Bayesian Crowdsourcing with Constraints
This work provides improved label aggregation methods for researchers and practitioners using crowdsourcing, particularly when some form of additional data information is available.
This paper addresses semi-supervised crowdsourced classification by developing Bayesian algorithms based on variational inference for two types of semi-supervision: label constraints (ground-truth labels for a data subset) and instance-level constraints (relationships between data pairs). The algorithms demonstrate quantifiably improved performance compared to unsupervised crowdsourcing, validated analytically and empirically on several datasets.

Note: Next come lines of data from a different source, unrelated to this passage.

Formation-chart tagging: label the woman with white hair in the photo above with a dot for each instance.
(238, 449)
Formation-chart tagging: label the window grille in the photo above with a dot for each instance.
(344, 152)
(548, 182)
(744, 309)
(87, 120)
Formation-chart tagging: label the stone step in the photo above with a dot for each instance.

Crowdsourcing has emerged as a powerful paradigm for efficiently labeling large datasets and performing various learning tasks, by leveraging crowds of human annotators. When additional information is available about the data, semi-supervised crowdsourcing approaches that enhance the aggregation of labels from human annotators are well motivated. This work deals with semi-supervised crowdsourced classification, under two regimes of semi-supervision: a) label constraints, that provide ground-truth labels for a subset of data; and b) potentially easier to obtain instance-level constraints, that indicate relationships between pairs of data. Bayesian algorithms based on variational inference are developed for each regime, and their quantifiably improved performance, compared to unsupervised crowdsourcing, is analytically and empirically validated on several crowdsourcing datasets.